W posłowiu do pierwszego tomu "Daredevil – Wizjonerzy" Miller wspomina, jak ciekawe i twórcze to były czasy. Dziś patrzy się na ten okres przez pryzmat wielkiego uznania dla młodego autora, który zajął się samodzielnym rysowaniem i pisaniem scenariuszy przygód Matta Murdocka. I choć słusznie się uznaje, że bez Millera "Daredevil" mógłby przestać istnieć, to początki nowej serii wcale nie były różowe. Sprzedaż zeszytów nie wzrosła z dnia na dzień i Marvel nadal rozpatrywał odłożenie "Daredevila" na półkę.
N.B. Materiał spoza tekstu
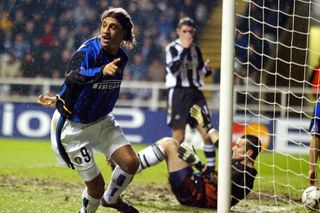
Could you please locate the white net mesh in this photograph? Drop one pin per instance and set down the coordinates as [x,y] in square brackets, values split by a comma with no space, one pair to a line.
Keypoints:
[276,51]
Dopiero z czasem Miller mógł rozwinąć skrzydła i zaprezentować autorską wizję Daredevila, Hell's Kitchen i całej plejady pobocznych bohaterów i adwersarzy. Jego "Daredevil" odchodził od standardowego komiksu akcji na rzecz mrocznego kryminału. Stopniowo, bo mimo wszystko zeszyty z lat 80. charakteryzuje kiczowatość tamtego okresu, kuriozalni przeciwnicy zapełniają strony, a "słuchając" dialogów można zgrzytać zębami. Wątki również nie są szczególnie wyszukane i zaskakujące, jednak widać, że Miller się rozkręca. Bada teren i przemyca pomysły, których jeszcze kilka lat wcześniej nikt nie odważyłby się zamieścić w komiksie superbohaterskim.
Frank Miller miał nie tylko odwagę, ale i determinację. To on wykreował nowe oblicze Matta Murdocka/Daredevila i jego miasta, gdzie dominuje mrok, śmierć i zepsucie. Czyli wszystko to, za co wielu pokochało niewidomego obrońcę Hell's Kitchen.